Sampling Strategies
Temperature, Top-k, Top-p
Why Not Always Pick the Most Likely Token?
When a language model predicts the next token, it outputs a probability distribution over the entire vocabulary. The simplest approach is greedy decoding — always pick the token with the highest probability.
But greedy decoding has serious problems:
1. Boring, repetitive text. Greedy decoding tends to produce generic, safe outputs. "The weather is nice. The weather is nice. The weather is nice..." The most probable next token is often the most predictable one.
2. No diversity. Ask the model to write a story ten times with greedy decoding and you get the exact same story every time. There's no randomness.
3. Suboptimal sequences. The locally most-probable token at each step doesn't always lead to the globally best sequence. "The president of the" → greedy picks "United" every time, missing creative alternatives.
Sampling introduces controlled randomness: instead of always picking the top token, we sample from the distribution, occasionally choosing less likely but still reasonable tokens. The key question is how much randomness to introduce.
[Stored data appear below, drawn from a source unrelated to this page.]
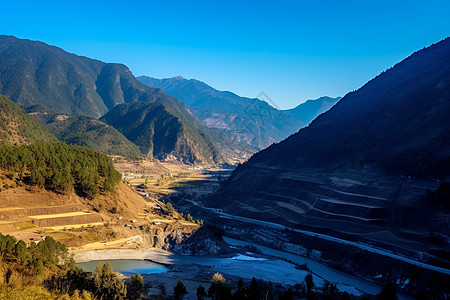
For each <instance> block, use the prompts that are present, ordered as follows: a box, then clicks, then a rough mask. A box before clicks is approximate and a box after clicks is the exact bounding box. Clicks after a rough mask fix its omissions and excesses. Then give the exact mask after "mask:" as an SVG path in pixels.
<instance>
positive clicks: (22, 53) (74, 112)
mask: <svg viewBox="0 0 450 300" xmlns="http://www.w3.org/2000/svg"><path fill="white" fill-rule="evenodd" d="M0 93H2V94H4V95H6V96H7V97H9V98H10V99H11V100H13V101H14V102H15V103H17V104H19V105H20V106H22V107H24V108H26V107H30V106H35V105H39V106H41V108H42V109H44V110H48V111H53V112H56V113H62V114H67V115H70V116H89V117H95V118H98V117H100V116H102V115H104V114H105V113H107V112H108V111H109V110H111V109H112V108H114V107H115V106H116V105H118V104H123V103H131V102H135V101H142V102H146V103H159V104H162V105H164V106H165V107H166V108H167V109H166V110H165V111H164V113H165V114H166V113H168V114H170V115H171V118H172V119H174V120H176V122H173V123H172V124H174V125H175V128H173V130H175V131H176V130H178V131H179V132H177V133H176V134H174V135H173V136H172V137H175V136H190V137H195V139H196V140H195V145H196V147H195V149H185V150H184V151H180V152H178V153H175V152H171V153H164V155H166V156H167V157H171V158H173V159H177V160H182V161H184V162H189V163H198V162H203V163H220V162H224V159H223V156H222V155H221V153H220V151H219V150H218V148H217V147H216V146H215V144H214V142H213V141H212V140H211V138H210V137H209V135H208V133H207V132H206V128H205V127H204V126H203V125H202V123H201V122H200V121H199V120H198V119H197V118H196V117H195V115H193V114H192V113H190V112H189V110H188V109H187V107H186V105H185V104H184V103H183V102H181V101H180V100H178V99H177V98H175V97H173V96H169V95H167V94H166V93H164V92H163V91H162V90H161V89H155V88H151V87H149V86H147V85H144V84H142V83H141V82H139V81H138V80H137V79H136V78H135V77H134V76H133V74H132V73H131V71H130V70H129V69H128V68H127V67H126V66H124V65H121V64H108V63H104V62H101V61H98V60H93V59H90V58H86V57H81V56H77V55H74V54H70V53H67V52H65V51H64V50H62V49H60V48H57V47H54V46H49V45H47V44H44V43H41V42H37V41H30V40H22V39H17V38H15V37H12V36H0ZM180 124H181V126H180ZM68 128H69V127H68ZM155 138H158V136H156V137H155ZM72 140H74V139H72ZM180 140H181V139H176V141H174V143H175V144H176V143H177V142H179V141H180ZM153 142H154V141H153ZM165 142H166V141H164V142H163V141H161V143H165ZM191 146H192V144H183V145H178V148H182V147H183V148H186V147H191ZM197 151H200V152H197ZM180 153H191V154H192V155H191V156H186V157H178V155H179V154H180ZM153 155H154V154H153V153H152V152H151V151H150V152H149V153H148V156H149V157H153ZM158 155H159V154H158ZM211 158H212V159H211Z"/></svg>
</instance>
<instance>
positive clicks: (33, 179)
mask: <svg viewBox="0 0 450 300" xmlns="http://www.w3.org/2000/svg"><path fill="white" fill-rule="evenodd" d="M0 168H2V169H3V170H6V172H8V173H13V174H15V175H16V176H18V179H20V180H24V181H28V183H30V184H34V185H37V186H39V187H45V188H51V189H54V190H56V191H58V192H68V191H72V190H76V191H78V192H81V193H82V194H84V195H86V196H88V197H94V196H95V195H97V194H98V193H100V192H106V191H110V192H112V191H114V186H115V185H116V184H117V183H118V182H119V181H120V178H121V176H120V173H119V172H118V171H116V170H115V169H114V166H113V163H112V161H111V159H110V158H109V157H108V156H107V155H106V154H103V153H100V152H98V151H95V150H91V149H88V148H85V147H80V146H74V145H67V144H64V143H36V144H32V145H22V146H8V145H2V146H0Z"/></svg>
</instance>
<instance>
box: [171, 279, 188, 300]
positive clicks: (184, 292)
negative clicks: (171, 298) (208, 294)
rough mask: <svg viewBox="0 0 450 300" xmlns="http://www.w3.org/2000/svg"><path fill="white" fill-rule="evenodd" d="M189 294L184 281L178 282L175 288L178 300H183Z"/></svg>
mask: <svg viewBox="0 0 450 300" xmlns="http://www.w3.org/2000/svg"><path fill="white" fill-rule="evenodd" d="M186 294H187V291H186V287H185V286H184V284H183V281H181V280H178V281H177V285H176V286H175V287H174V288H173V296H174V298H175V299H176V300H182V299H183V297H184V295H186Z"/></svg>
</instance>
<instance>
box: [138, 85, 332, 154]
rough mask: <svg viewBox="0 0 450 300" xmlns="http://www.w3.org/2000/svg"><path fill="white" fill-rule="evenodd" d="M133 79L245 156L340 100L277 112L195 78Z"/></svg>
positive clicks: (306, 121)
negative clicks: (196, 116) (184, 105)
mask: <svg viewBox="0 0 450 300" xmlns="http://www.w3.org/2000/svg"><path fill="white" fill-rule="evenodd" d="M137 78H138V79H139V80H140V81H141V82H142V83H145V84H146V85H148V86H151V87H154V88H161V89H163V90H164V91H165V92H166V93H168V94H170V95H172V96H175V97H177V98H178V99H180V100H181V101H183V102H184V103H185V104H186V105H187V106H188V107H189V108H190V109H191V111H192V112H193V113H194V114H195V115H196V116H197V117H198V118H199V119H200V120H201V121H202V122H203V123H204V124H205V125H206V126H208V127H210V128H216V129H219V130H221V131H222V132H223V133H225V134H226V136H227V137H228V138H229V140H230V141H232V142H233V143H234V146H235V147H236V148H237V149H240V150H245V151H247V152H249V153H253V152H256V151H258V150H261V149H264V148H266V147H268V146H270V145H271V144H272V143H275V142H279V141H281V140H283V139H285V138H287V137H288V136H289V135H291V134H293V133H295V132H297V131H298V130H299V129H300V128H303V127H305V126H307V125H308V124H309V123H310V122H311V121H312V120H313V119H314V118H316V117H317V116H318V115H320V114H321V113H323V112H325V111H327V110H328V109H330V108H331V107H332V106H333V105H334V104H336V103H337V102H338V101H339V99H340V97H338V98H329V97H321V98H319V99H317V100H309V101H306V102H305V103H302V104H300V105H299V106H297V107H295V108H293V109H289V110H278V109H276V108H274V107H273V106H271V105H270V104H269V103H267V102H265V101H262V100H260V99H257V98H245V97H240V96H238V95H236V94H234V93H231V92H225V91H218V90H216V89H214V88H212V87H211V86H209V85H207V84H206V83H204V82H201V81H198V80H195V79H190V80H188V79H185V78H183V77H181V76H175V77H173V78H166V79H155V78H151V77H148V76H139V77H137ZM216 141H217V139H216Z"/></svg>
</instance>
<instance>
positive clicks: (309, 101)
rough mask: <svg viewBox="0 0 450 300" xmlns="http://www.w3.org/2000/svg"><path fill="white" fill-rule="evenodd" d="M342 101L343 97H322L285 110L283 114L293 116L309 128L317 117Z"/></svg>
mask: <svg viewBox="0 0 450 300" xmlns="http://www.w3.org/2000/svg"><path fill="white" fill-rule="evenodd" d="M340 99H341V97H336V98H331V97H320V98H318V99H315V100H307V101H305V102H304V103H301V104H299V105H298V106H296V107H295V108H292V109H288V110H285V111H284V112H283V113H284V114H289V115H291V116H292V117H293V118H294V119H296V120H300V122H301V123H303V124H304V125H305V126H307V125H309V124H310V123H311V122H312V121H313V120H314V119H315V118H316V117H317V116H319V115H321V114H323V113H324V112H326V111H328V110H329V109H330V108H332V107H333V106H334V105H335V104H336V103H337V102H338V101H339V100H340ZM303 127H304V126H303Z"/></svg>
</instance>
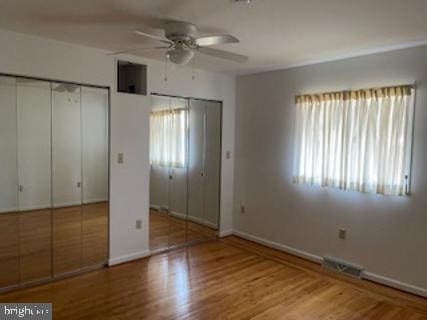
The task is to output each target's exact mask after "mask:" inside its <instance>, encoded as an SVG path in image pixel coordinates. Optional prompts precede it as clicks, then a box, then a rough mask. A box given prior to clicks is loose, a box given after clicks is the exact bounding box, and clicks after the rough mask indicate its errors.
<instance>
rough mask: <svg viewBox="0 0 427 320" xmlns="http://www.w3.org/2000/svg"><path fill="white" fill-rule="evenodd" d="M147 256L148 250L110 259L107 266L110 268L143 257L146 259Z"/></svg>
mask: <svg viewBox="0 0 427 320" xmlns="http://www.w3.org/2000/svg"><path fill="white" fill-rule="evenodd" d="M149 255H150V250H144V251H139V252H135V253H131V254H126V255H123V256H119V257H116V258H111V259H108V266H109V267H111V266H115V265H117V264H121V263H125V262H129V261H132V260H137V259H141V258H145V257H148V256H149Z"/></svg>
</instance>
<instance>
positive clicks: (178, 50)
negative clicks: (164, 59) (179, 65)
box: [166, 44, 194, 65]
mask: <svg viewBox="0 0 427 320" xmlns="http://www.w3.org/2000/svg"><path fill="white" fill-rule="evenodd" d="M193 56H194V51H193V50H191V49H190V48H187V47H186V46H184V45H182V44H180V45H177V46H176V47H175V48H174V49H171V50H169V51H168V52H166V57H167V58H168V59H169V60H170V61H172V62H173V63H176V64H181V65H184V64H187V63H188V62H190V60H191V59H192V58H193Z"/></svg>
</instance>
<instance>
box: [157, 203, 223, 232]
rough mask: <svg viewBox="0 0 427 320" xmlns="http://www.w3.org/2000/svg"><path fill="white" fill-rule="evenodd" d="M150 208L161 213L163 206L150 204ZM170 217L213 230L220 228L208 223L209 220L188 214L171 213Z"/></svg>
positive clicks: (208, 222)
mask: <svg viewBox="0 0 427 320" xmlns="http://www.w3.org/2000/svg"><path fill="white" fill-rule="evenodd" d="M150 208H151V209H154V210H158V211H160V209H161V206H159V205H157V204H150ZM170 215H171V216H175V217H177V218H180V219H184V220H189V221H193V222H195V223H198V224H201V225H204V226H207V227H210V228H212V229H217V228H218V226H217V225H216V224H215V223H213V222H211V221H208V220H205V219H201V218H199V217H194V216H187V215H186V214H183V213H181V212H178V211H170Z"/></svg>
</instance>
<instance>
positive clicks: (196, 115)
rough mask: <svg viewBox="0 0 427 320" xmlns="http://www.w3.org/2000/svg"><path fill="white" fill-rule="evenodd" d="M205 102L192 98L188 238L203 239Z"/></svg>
mask: <svg viewBox="0 0 427 320" xmlns="http://www.w3.org/2000/svg"><path fill="white" fill-rule="evenodd" d="M205 121H206V114H205V102H204V101H202V100H195V99H191V100H190V106H189V157H188V170H189V172H188V192H189V194H188V195H189V196H188V220H189V223H188V235H187V236H188V240H189V241H196V240H201V239H203V233H202V232H201V229H202V228H201V226H202V224H201V223H202V221H203V219H204V197H203V195H204V170H205V168H204V158H205V147H206V145H205V137H206V132H205V126H206V123H205Z"/></svg>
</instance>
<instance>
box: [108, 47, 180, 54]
mask: <svg viewBox="0 0 427 320" xmlns="http://www.w3.org/2000/svg"><path fill="white" fill-rule="evenodd" d="M171 47H172V46H162V47H151V48H132V49H126V50H120V51H115V52H110V53H107V55H108V56H115V55H118V54H122V53H131V52H135V51H139V50H152V49H153V50H154V49H170V48H171Z"/></svg>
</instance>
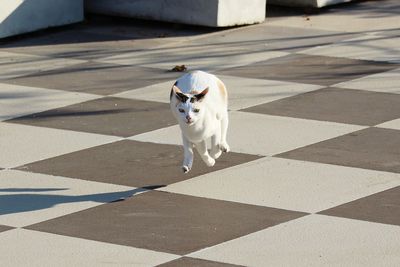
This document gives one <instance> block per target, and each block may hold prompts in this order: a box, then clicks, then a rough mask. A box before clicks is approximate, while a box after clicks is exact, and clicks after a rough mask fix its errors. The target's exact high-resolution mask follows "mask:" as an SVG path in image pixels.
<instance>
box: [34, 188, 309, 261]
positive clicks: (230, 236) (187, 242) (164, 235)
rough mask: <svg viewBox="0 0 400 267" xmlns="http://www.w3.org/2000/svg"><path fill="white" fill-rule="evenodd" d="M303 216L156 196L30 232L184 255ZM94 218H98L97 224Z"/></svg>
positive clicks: (139, 197) (82, 212) (147, 193)
mask: <svg viewBox="0 0 400 267" xmlns="http://www.w3.org/2000/svg"><path fill="white" fill-rule="evenodd" d="M301 216H304V214H303V213H298V212H294V211H285V210H279V209H273V208H267V207H260V206H250V205H245V204H239V203H233V202H227V201H219V200H211V199H205V198H197V197H193V196H185V195H179V194H171V193H164V192H157V191H152V192H149V193H144V194H140V195H137V196H135V197H133V198H129V199H127V200H125V201H122V202H115V203H110V204H107V205H102V206H99V207H97V208H92V209H88V210H86V211H82V212H78V213H74V214H72V215H69V216H64V217H60V218H58V219H54V220H49V221H46V222H43V223H39V224H36V225H32V226H29V227H28V228H29V229H31V230H36V231H45V232H50V233H55V234H62V235H68V236H75V237H81V238H82V237H83V238H86V239H91V240H97V241H104V242H111V243H115V244H120V245H127V246H133V247H139V248H144V249H150V250H155V251H161V252H167V253H173V254H178V255H184V254H187V253H190V252H193V251H196V250H199V249H202V248H205V247H209V246H212V245H215V244H218V243H221V242H224V241H227V240H230V239H233V238H236V237H239V236H242V235H246V234H249V233H252V232H255V231H258V230H261V229H264V228H266V227H270V226H273V225H276V224H280V223H282V222H285V221H289V220H292V219H295V218H298V217H301ZM93 217H96V218H98V219H97V221H96V224H95V225H93V222H92V219H91V218H93ZM76 225H79V227H76Z"/></svg>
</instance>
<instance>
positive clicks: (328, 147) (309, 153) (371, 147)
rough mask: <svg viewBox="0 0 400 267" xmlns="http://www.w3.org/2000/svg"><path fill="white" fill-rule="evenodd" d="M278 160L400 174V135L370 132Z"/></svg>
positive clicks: (300, 148) (388, 133)
mask: <svg viewBox="0 0 400 267" xmlns="http://www.w3.org/2000/svg"><path fill="white" fill-rule="evenodd" d="M276 157H281V158H288V159H297V160H305V161H313V162H321V163H328V164H335V165H342V166H350V167H358V168H364V169H372V170H379V171H388V172H396V173H400V131H398V130H391V129H381V128H368V129H364V130H361V131H357V132H354V133H350V134H347V135H344V136H339V137H337V138H333V139H330V140H327V141H323V142H320V143H316V144H313V145H309V146H306V147H302V148H299V149H295V150H292V151H289V152H285V153H282V154H279V155H276Z"/></svg>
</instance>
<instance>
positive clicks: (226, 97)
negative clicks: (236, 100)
mask: <svg viewBox="0 0 400 267" xmlns="http://www.w3.org/2000/svg"><path fill="white" fill-rule="evenodd" d="M170 105H171V110H172V113H173V114H174V116H175V118H176V119H177V121H178V123H179V126H180V129H181V132H182V141H183V148H184V160H183V164H182V170H183V172H184V173H187V172H189V171H190V169H191V168H192V165H193V148H194V147H195V148H196V149H197V151H198V152H199V154H200V156H201V158H202V160H203V161H204V162H205V164H206V165H207V166H209V167H212V166H214V164H215V160H216V159H217V158H218V157H219V156H221V154H222V152H229V150H230V148H229V145H228V143H227V142H226V134H227V130H228V122H229V120H228V92H227V90H226V87H225V85H224V83H223V82H222V81H221V80H220V79H218V78H217V77H216V76H215V75H213V74H210V73H207V72H203V71H193V72H190V73H187V74H185V75H183V76H182V77H180V78H179V79H178V80H176V82H175V84H174V85H173V87H172V89H171V93H170ZM209 138H211V149H210V152H208V150H207V140H208V139H209Z"/></svg>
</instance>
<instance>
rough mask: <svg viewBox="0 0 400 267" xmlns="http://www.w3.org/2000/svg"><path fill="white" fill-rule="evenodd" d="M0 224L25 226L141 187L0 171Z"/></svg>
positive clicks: (125, 193) (48, 175) (10, 170)
mask: <svg viewBox="0 0 400 267" xmlns="http://www.w3.org/2000/svg"><path fill="white" fill-rule="evenodd" d="M0 188H1V189H0V224H2V225H8V226H13V227H24V226H28V225H31V224H34V223H39V222H42V221H46V220H49V219H53V218H56V217H60V216H63V215H66V214H70V213H73V212H77V211H80V210H84V209H88V208H91V207H95V206H98V205H101V204H104V203H107V202H110V201H113V200H117V199H120V198H125V197H128V196H131V195H133V194H135V193H139V192H142V191H143V190H135V188H133V187H127V186H120V185H113V184H105V183H98V182H91V181H84V180H79V179H72V178H64V177H57V176H50V175H44V174H38V173H28V172H22V171H15V170H3V171H0Z"/></svg>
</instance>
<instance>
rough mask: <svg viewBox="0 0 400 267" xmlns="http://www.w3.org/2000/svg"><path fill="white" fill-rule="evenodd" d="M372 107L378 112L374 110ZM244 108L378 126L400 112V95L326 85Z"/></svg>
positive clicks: (262, 111) (349, 123)
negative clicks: (319, 87) (325, 86)
mask: <svg viewBox="0 0 400 267" xmlns="http://www.w3.org/2000/svg"><path fill="white" fill-rule="evenodd" d="M371 110H373V111H374V112H370V111H371ZM243 111H246V112H255V113H261V114H269V115H276V116H288V117H296V118H304V119H312V120H320V121H332V122H339V123H347V124H356V125H368V126H374V125H376V124H379V123H382V122H385V121H390V120H393V119H396V118H398V117H399V116H400V96H398V95H393V94H385V93H375V92H366V91H359V90H346V89H338V88H325V89H321V90H318V91H313V92H310V93H305V94H301V95H296V96H293V97H290V98H286V99H282V100H278V101H275V102H273V103H267V104H262V105H258V106H254V107H250V108H248V109H244V110H243Z"/></svg>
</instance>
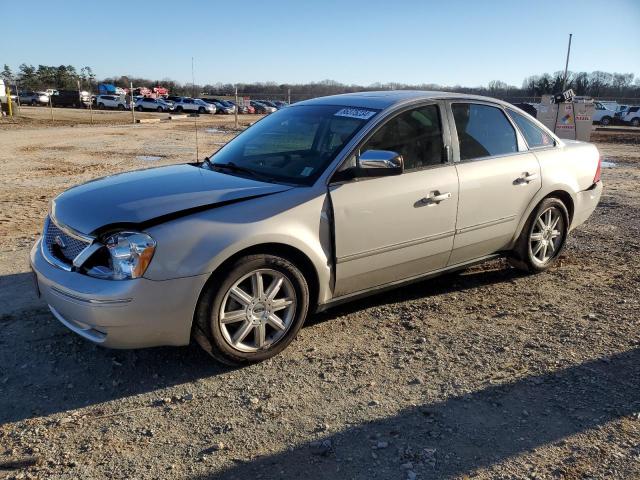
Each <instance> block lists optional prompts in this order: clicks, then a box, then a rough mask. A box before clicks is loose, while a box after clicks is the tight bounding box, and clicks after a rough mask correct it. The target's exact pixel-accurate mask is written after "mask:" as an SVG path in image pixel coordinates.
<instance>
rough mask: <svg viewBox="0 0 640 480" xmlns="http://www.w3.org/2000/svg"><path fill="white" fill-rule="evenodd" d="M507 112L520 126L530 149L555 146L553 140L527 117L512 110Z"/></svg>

Greedy Decoding: Always Picks the Top Token
| Token | Probability | Greedy picks? |
|---|---|---|
| the | 0.4245 | Yes (always) |
| cat | 0.2575 | Never |
| sat | 0.1279 | Never |
| on | 0.0776 | Never |
| mat | 0.0470 | Never |
| dog | 0.0348 | Never |
| ran | 0.0211 | Never |
| big | 0.0095 | Never |
Problems with Greedy Decoding
| Problem | Example | Impact |
|---|---|---|
| Repetition | "The cat sat. The cat sat. The cat sat." | Outputs loop on high-probability patterns |
| No creativity | Same output every run, no variation | Useless for creative writing, brainstorming |
| Local optima | Picking "United" after "president of the" every time | Misses globally better sequences |
| Degeneration | Long outputs devolve into repeated phrases | Quality degrades with length |